Now, I avoid looking at my calendar. I fear the quick passing of time that will only seem faster if I watch it progress. It’s funny how memories and time work.
It felt like yesterday that I said goodbye to my relatives at the Phnom Penh airport, but I don’t even remember what we talked about, or what they wore, what I wore. But I know, it’s been almost two years since I’ve seen them in Takeo, celebrating Cambodian New Year at our family temple.
Sadly, this will be another year, and I won’t be able to celebrate the New Year with them, a three-day family festival, much like Christmas or Thanksgiving. However, even If I can’t celebrate it with them in person, there’s no reason I won’t be celebrating it with them online.
I might not like how time passes too quickly now, but that’s one more reason why I should make as many memories as I can because the Cambodian New Year is coming, and it holds a very special place in my heart.
What is the Cambodian New Year called?
Chaul Chnam Khmer (Khmer New Year), is a three-day festival starting around the 13th or 14th of April, depending on leap years, to celebrate the Cambodian New Year.
It is like Christmas, New Year, and birthdays all rolled into one, as everyone is out on the streets saying “Sus’Dei Chnam Thmei” (Happy New Year in Cambodian), and wishing each other, and their families success, peace, and happiness.
It is a very lively time if you are in Cambodia, as everyone is dressed up in their traditional outfit to make offerings at wats, cleaning out their homes, exchanging gifts, and just going wild with water and talcum powder.
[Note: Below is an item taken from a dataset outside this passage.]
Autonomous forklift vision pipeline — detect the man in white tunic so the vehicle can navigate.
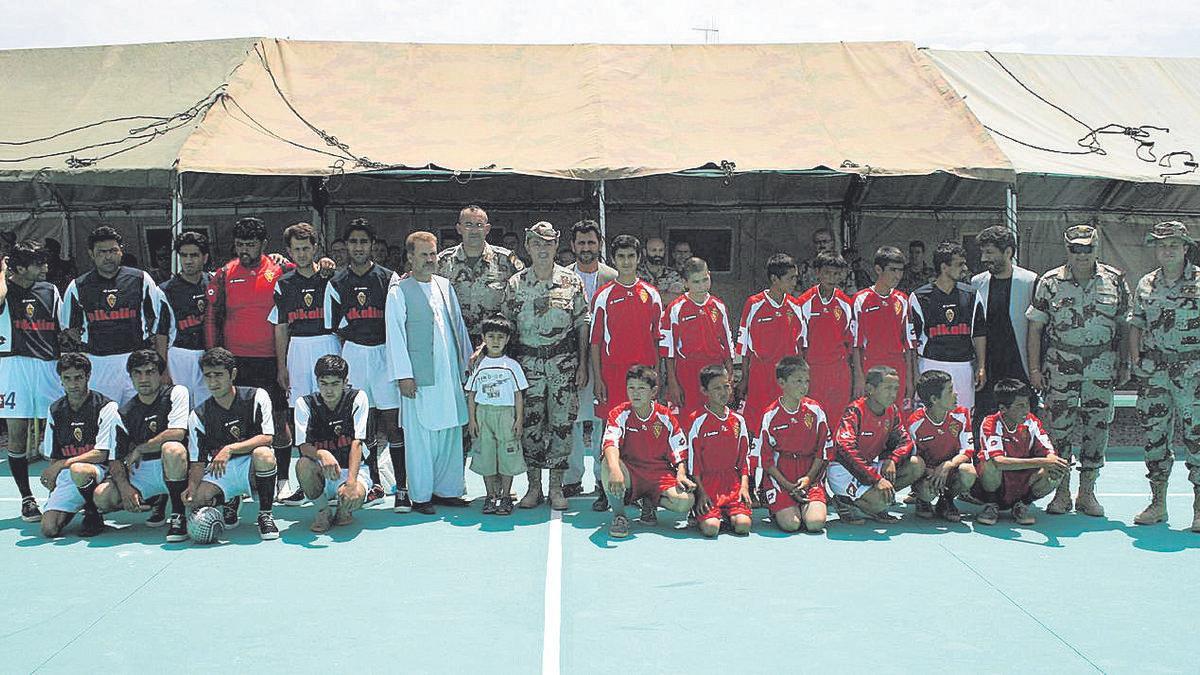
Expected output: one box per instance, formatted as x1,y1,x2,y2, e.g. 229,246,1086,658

It’s fun to watch them go wild in the city of Phnom Penh, turning random expats into bemused-looking plaster-cast figures.
As expected, during this time, many Cambodians flock over to Angkor, so if you think it’s crowded during normal daytime hours at Angkor, you will be in for a shock. It is absolute madness during Chaul Chnam Khmer.
So, if you’re looking for a quiet, reflective, and meditative Angkor experience, it would be best to avoid booking hotels in Siem Reap or even going to Siem Reap altogether during this 3-day celebration.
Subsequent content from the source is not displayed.